After an unconventional courtship, Luther Gascoyne (at 30) has married Minnie, who has money of her own and a mind to spend it her way according to her ("high and mighty") taste. Just six weeks after the wedding, the couple, never physically nor intellectually close, are finding less and less in common - the best they could get proving not very good at all. Luther disappoints Minnie with his passivity and finds her independence of thought and deed a challenge to expectations. Perhaps the passion between them, long suppressed by Minnie's being away in service in Manchester, had actually been snuffed out?
When a neighbour (Tessa Bell-Briggs's pragmatic Mrs Purdy) visits Luther's mother, the domineering Mrs Gascoyne, with news about her daughter's delicate condition, the canary in the coal mine is obvious to all and something has to be done - but what?
DH Lawrence's first play was never performed in his lifetime and there are times when it feels more like a work-in-progress than a finished job. Some characters seem overly detailed - we pretty much have Mrs Gascoyne in her first few lines - while others, particularly the central couple, never quite resolve fully , their backstories intruding upon, but not illustrating, their dilemma. It's probably a structural flaw to have the least important character to the plot, Luther's lad-about-town brother, Joe, to be the most developed, the most credible- credit to Matthew Biddulph.
This haziness in characterisation presents challenges to the actors, aptly directed by Jack Gamble in the round, hemmed in literally as well as dramatically. The men have an easier gig than the women.
Harry Hepple is a striking presence when first appearing, blackened by coal dust, straight from the pit, a demonic apparition at the dining table. He spends a lot of time brooding, the pressure building as the goading from wife and mother strikes home. But the physicality we've seen in that creature from the depths of the earth never leaves him for all his impressive introspection, but the explosion, long-expected, is still shocking.

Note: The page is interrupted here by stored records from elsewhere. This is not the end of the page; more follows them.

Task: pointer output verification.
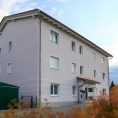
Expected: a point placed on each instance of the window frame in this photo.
(52, 35)
(94, 56)
(52, 89)
(73, 46)
(90, 89)
(74, 68)
(81, 50)
(57, 64)
(81, 70)
(9, 68)
(10, 46)
(95, 73)
(102, 60)
(103, 76)
(0, 52)
(74, 90)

Veronica Roberts gives us the tough love of a mother, a widow, a tyrant and a blunt assessment of the roles men and women were expected to play either side of the marriage vows in these tight knit communities. But the woman's decisions are full of contradictions and I never quite believed that she was a real person, rather than a device to push Luther and Minnie together and then rent them apart.
Ellie Nunn has the almost impossible task of giving us a Minnie oscillating wildly between a still boiling passion for her husband and her growing disdain for his lack of "go". She can do haughty with aplomb and smoulders with sexual desire, but cries somewhat unconvincingly - although that may be Minnie turning on the taps for effect. I was never sure whether this intelligent and sophisticated woman was manipulating a situation to achieve her goal (though it gets out of hand for sure) or if she was drowning in the emotional storm and looking for a lifeboat like everyone else.
There's passion aplenty, the sting of authenticity in accents and dialect and the kind of dialogue one would expect from a writer with Lawrence's reputation. There are moments when the play topples over into the soapish shouting of intergenerational and intergender conflict, but that's mercifully brief - by today's standards.
What's missing is a true engagement with these men and women of a century ago - unlike in (say) Chekhov's plays which share some of the same concerns, the plotting swamps the people and you leave the theatre not so much thinking "How could that not happen?" but "How could that happen?"